Helga Balkie ist an Multipler Sklerose erkrankt, und dadurch auch erblindet. Sie hat von Kindheit an viel Sport getrieben, und damit gezielt ihre Muskulatur trainiert. Für sie ist Karate der ideale Sport, weil dabei jeder einzelne Muskel beansprucht wird.
Sie braucht das Training vor Ort. Die Zwangspause für Kampfsportarten durch die Coronapandemie wirft sie auch gesundheitlich zurück:
"Das Training ist für mich wichtig für die Erhaltung meiner Muskulatur. Zumal ich ja dann auch Krafttraining mitmache und dergleichen mehr, sowie auch Ausdauertraining. Und wenn jetzt, so wie durch Corona, man nicht mehr ins Fitnessstudio kann oder zum Sport selbst, dann hat das natürlich den mächtigen Nachteil, dass die Muskulatur dann gleich wieder erheblich nachlässt."
Helga Balkie trainiert bei Heiko Kuppi, Referent für Menschen mit Einschränkungen im Berliner Karate Verband. Worin unterscheidet sich das Training für Para-Karateka, was muss er da beachten oder anders machen?
"Nicht jeder lernt auf die gleiche Weise. Als Trainer bist du immer schon gefordert zu schauen: Wie tickt dein Athlet und wie vermitteltest du ihm das am besten? Oder mit welchen Übungen kannst du ihn am besten motivieren? Und das ist bei Leuten mit Rollstuhl oder mit geistiger Behinderung nicht anders. Nur die Kreativität ist wahrscheinlich ist um einiges mehr wahrscheinlich gefordert."
Heiko Kuppi hat keine Extra-Ausbildung absolviert, um Sportler- und Sportlerinnen mit Einschränkungen zu trainieren. Er ist einfach offen an die Aufgabe herangegangen und dann mit ihr gewachsen.
"Man denkt nicht so sehr in seinen Bahnen oder seinem Weg, den man vor sich hat, sondern – so, man ist wie so eine Schale Wasser. Also so klar und unbewegt. Und nimmt halt alles auf, was so kommt."

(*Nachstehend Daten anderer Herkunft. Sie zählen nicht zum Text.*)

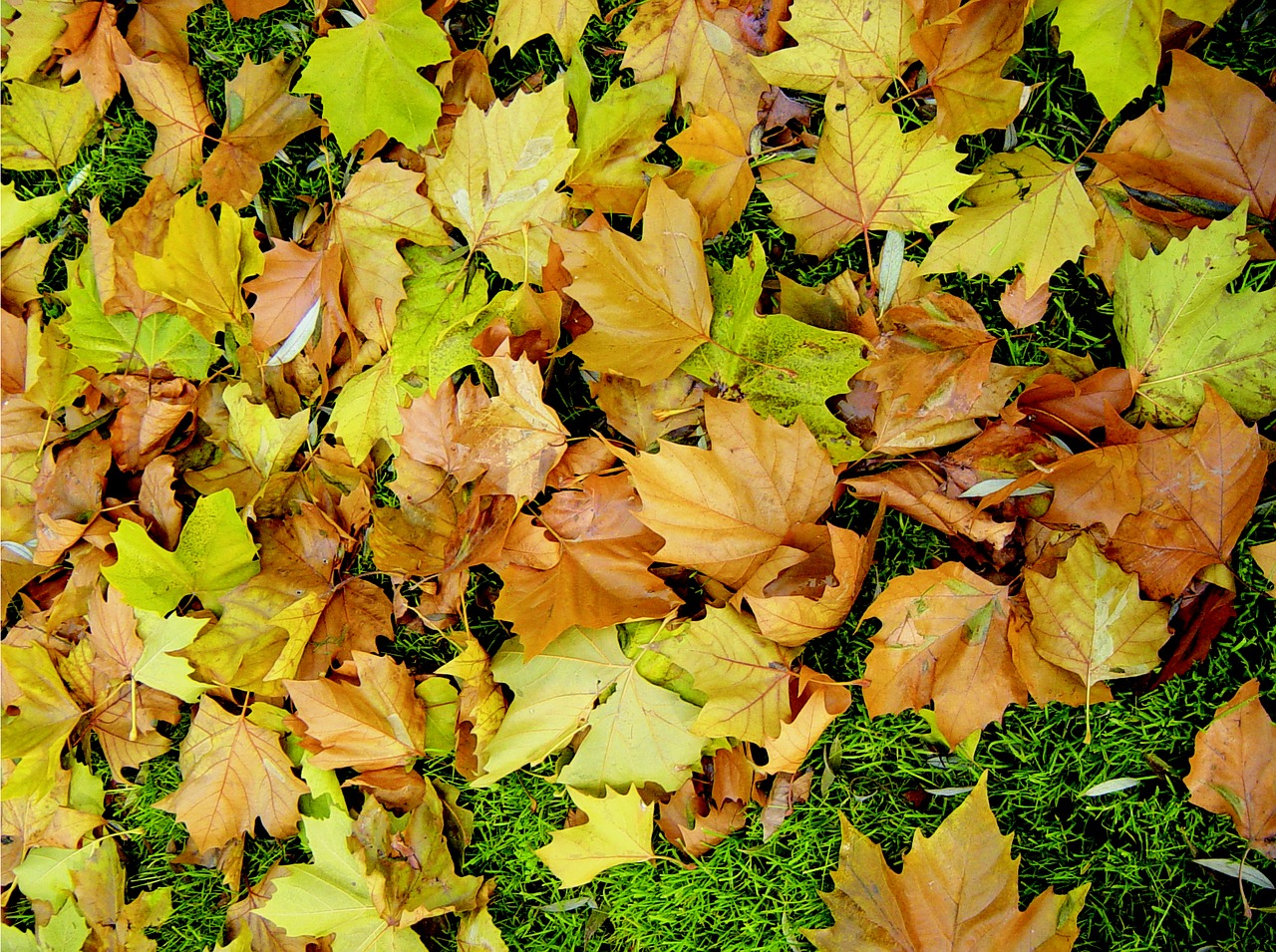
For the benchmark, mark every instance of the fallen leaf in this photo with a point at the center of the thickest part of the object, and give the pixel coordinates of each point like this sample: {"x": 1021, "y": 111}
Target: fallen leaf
{"x": 1233, "y": 769}
{"x": 958, "y": 889}
{"x": 618, "y": 831}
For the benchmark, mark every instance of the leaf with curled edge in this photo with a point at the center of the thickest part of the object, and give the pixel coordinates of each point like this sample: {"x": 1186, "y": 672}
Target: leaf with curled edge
{"x": 235, "y": 773}
{"x": 958, "y": 889}
{"x": 1233, "y": 769}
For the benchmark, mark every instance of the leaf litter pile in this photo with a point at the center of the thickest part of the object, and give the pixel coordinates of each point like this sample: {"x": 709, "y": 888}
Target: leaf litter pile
{"x": 518, "y": 382}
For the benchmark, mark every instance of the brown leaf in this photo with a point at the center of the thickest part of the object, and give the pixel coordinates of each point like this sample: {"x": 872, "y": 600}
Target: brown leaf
{"x": 725, "y": 510}
{"x": 597, "y": 559}
{"x": 262, "y": 119}
{"x": 650, "y": 300}
{"x": 374, "y": 724}
{"x": 964, "y": 54}
{"x": 233, "y": 773}
{"x": 1215, "y": 138}
{"x": 1199, "y": 490}
{"x": 943, "y": 638}
{"x": 1234, "y": 769}
{"x": 958, "y": 889}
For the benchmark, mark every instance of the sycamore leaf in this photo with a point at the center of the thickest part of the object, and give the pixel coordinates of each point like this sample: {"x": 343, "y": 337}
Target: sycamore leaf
{"x": 439, "y": 318}
{"x": 869, "y": 41}
{"x": 45, "y": 128}
{"x": 260, "y": 119}
{"x": 715, "y": 175}
{"x": 22, "y": 215}
{"x": 383, "y": 51}
{"x": 868, "y": 175}
{"x": 1026, "y": 209}
{"x": 958, "y": 889}
{"x": 1090, "y": 620}
{"x": 1229, "y": 159}
{"x": 374, "y": 724}
{"x": 497, "y": 182}
{"x": 520, "y": 21}
{"x": 638, "y": 733}
{"x": 614, "y": 136}
{"x": 382, "y": 205}
{"x": 1233, "y": 769}
{"x": 1197, "y": 496}
{"x": 712, "y": 67}
{"x": 965, "y": 54}
{"x": 618, "y": 831}
{"x": 943, "y": 640}
{"x": 166, "y": 92}
{"x": 203, "y": 264}
{"x": 725, "y": 509}
{"x": 233, "y": 773}
{"x": 744, "y": 675}
{"x": 158, "y": 665}
{"x": 785, "y": 369}
{"x": 214, "y": 554}
{"x": 1116, "y": 46}
{"x": 650, "y": 300}
{"x": 597, "y": 575}
{"x": 1181, "y": 331}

Es gilt, die Herausforderung anzunehmen. Auf die Ehre, Olympische Disziplin zu werden, hat der Sport lange gewartet – da kommt es auf ein Jahr mehr oder weniger nicht mehr an.

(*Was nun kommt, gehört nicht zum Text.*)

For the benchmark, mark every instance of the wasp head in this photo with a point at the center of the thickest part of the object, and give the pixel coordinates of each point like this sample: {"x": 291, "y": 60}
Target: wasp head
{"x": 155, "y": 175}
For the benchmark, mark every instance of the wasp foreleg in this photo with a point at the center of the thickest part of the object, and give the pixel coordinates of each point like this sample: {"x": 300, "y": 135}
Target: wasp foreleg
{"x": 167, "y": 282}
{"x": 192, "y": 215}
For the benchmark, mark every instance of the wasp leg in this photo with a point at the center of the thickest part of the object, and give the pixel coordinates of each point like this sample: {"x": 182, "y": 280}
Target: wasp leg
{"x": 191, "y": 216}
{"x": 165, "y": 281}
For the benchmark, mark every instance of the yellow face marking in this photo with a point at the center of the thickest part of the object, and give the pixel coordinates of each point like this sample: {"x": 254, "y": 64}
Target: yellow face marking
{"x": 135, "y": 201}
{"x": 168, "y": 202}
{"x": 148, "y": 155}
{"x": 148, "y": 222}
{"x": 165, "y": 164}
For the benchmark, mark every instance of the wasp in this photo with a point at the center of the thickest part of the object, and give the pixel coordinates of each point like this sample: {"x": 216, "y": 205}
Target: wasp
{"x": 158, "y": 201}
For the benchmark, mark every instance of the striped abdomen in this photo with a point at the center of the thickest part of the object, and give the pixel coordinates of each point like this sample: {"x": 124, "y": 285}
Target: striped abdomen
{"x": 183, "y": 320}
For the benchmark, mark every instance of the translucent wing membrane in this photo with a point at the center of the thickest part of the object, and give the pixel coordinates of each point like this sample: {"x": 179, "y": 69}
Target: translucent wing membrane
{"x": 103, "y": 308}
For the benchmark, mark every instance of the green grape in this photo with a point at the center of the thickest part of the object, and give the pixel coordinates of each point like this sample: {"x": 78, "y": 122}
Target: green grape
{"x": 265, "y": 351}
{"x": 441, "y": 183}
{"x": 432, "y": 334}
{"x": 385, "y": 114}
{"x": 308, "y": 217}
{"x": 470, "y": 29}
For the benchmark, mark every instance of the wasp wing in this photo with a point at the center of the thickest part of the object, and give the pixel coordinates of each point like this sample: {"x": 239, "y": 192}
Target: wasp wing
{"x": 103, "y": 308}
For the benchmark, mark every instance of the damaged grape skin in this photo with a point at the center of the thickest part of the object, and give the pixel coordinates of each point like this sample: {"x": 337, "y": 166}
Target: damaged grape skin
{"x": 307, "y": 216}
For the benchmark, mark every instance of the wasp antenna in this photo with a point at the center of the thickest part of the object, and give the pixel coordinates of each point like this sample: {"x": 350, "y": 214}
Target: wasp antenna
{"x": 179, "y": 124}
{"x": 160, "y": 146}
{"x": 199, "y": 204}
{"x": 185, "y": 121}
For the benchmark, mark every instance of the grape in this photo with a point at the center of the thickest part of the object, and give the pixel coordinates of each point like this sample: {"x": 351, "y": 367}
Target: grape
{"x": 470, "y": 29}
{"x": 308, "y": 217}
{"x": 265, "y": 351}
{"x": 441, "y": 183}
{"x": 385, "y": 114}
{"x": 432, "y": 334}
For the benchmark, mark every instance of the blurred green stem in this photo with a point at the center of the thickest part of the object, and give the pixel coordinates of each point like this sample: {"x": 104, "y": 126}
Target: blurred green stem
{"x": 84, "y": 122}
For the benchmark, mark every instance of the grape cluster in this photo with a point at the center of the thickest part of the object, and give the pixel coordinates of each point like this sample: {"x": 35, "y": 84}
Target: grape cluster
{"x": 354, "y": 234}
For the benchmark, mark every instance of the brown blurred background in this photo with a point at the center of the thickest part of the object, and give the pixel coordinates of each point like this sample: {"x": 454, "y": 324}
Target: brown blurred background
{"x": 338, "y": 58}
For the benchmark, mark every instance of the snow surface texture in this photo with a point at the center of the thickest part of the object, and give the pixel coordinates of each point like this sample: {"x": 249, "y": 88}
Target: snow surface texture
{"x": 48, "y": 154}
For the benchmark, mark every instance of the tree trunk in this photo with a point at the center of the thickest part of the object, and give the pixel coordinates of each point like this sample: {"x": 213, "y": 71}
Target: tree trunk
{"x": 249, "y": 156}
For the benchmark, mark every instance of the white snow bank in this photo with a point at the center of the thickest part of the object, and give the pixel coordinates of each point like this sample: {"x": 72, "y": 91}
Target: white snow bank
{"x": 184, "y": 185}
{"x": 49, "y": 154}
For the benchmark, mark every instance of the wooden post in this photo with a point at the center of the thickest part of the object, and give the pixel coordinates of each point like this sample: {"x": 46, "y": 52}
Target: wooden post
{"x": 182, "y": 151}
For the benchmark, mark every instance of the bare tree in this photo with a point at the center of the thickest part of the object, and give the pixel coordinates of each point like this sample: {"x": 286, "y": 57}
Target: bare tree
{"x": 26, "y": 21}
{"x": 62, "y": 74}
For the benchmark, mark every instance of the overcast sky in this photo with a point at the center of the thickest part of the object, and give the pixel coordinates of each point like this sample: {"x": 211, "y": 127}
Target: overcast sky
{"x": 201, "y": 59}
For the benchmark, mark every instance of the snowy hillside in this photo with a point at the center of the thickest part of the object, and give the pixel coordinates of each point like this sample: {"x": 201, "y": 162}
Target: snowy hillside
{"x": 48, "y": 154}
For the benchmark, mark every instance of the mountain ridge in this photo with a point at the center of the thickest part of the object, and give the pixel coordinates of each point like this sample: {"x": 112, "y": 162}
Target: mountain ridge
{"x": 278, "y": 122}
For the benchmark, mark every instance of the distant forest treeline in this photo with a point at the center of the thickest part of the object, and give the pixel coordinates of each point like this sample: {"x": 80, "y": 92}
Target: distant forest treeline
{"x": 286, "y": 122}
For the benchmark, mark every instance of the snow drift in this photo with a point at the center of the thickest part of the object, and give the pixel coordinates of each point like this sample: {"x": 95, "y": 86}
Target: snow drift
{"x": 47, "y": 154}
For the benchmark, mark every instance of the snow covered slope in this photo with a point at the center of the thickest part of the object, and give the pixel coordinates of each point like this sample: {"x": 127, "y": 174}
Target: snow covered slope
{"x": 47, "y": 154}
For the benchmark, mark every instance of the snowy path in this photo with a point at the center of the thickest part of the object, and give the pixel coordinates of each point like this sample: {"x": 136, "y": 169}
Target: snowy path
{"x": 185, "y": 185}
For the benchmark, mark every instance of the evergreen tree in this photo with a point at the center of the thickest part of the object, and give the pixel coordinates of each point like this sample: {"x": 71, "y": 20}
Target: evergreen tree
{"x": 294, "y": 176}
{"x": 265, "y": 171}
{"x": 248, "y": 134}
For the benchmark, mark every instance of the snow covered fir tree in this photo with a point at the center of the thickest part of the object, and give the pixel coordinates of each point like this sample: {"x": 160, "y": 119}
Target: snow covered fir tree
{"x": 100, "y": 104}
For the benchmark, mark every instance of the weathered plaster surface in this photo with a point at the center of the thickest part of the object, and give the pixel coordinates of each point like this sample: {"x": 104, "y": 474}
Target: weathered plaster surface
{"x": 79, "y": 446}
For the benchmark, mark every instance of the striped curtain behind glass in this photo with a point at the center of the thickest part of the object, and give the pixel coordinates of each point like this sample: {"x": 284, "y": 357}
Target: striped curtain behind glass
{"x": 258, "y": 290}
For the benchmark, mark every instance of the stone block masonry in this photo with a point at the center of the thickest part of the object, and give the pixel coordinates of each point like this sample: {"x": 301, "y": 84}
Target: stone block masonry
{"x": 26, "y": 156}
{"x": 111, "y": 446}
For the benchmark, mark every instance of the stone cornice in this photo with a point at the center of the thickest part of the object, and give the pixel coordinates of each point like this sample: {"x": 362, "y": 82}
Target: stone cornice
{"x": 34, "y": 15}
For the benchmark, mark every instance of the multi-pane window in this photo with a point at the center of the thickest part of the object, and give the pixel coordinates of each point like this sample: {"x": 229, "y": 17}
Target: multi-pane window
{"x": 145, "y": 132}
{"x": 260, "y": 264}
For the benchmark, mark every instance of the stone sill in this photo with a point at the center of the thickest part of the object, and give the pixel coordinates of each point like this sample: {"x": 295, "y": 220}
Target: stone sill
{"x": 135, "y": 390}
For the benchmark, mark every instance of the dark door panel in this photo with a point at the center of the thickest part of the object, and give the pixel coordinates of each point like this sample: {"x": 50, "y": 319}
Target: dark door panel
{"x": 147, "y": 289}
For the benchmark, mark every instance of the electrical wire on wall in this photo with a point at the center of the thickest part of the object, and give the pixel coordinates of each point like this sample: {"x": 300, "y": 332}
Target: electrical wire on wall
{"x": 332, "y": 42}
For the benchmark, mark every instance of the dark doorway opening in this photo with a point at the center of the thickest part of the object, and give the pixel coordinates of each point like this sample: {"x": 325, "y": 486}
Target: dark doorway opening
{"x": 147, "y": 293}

Kiyou Shimizu war erst geschockt, als die Olympischen Spiele um ein Jahr. verschoben wurden. Jetzt wertet sie die Verschiebung positiv – als längere Vorbereitungszeit. Sie gibt sich kämpferisch:
"Das ist natürlich schade. Aber gleichzeitig motiviert es mich umso mehr, alles Menschenmögliche zu geben, damit der Sport die Aufmerksamkeit bekommt, die es braucht, damit Karate irgendwann zu einer regulären Disziplin werden kann."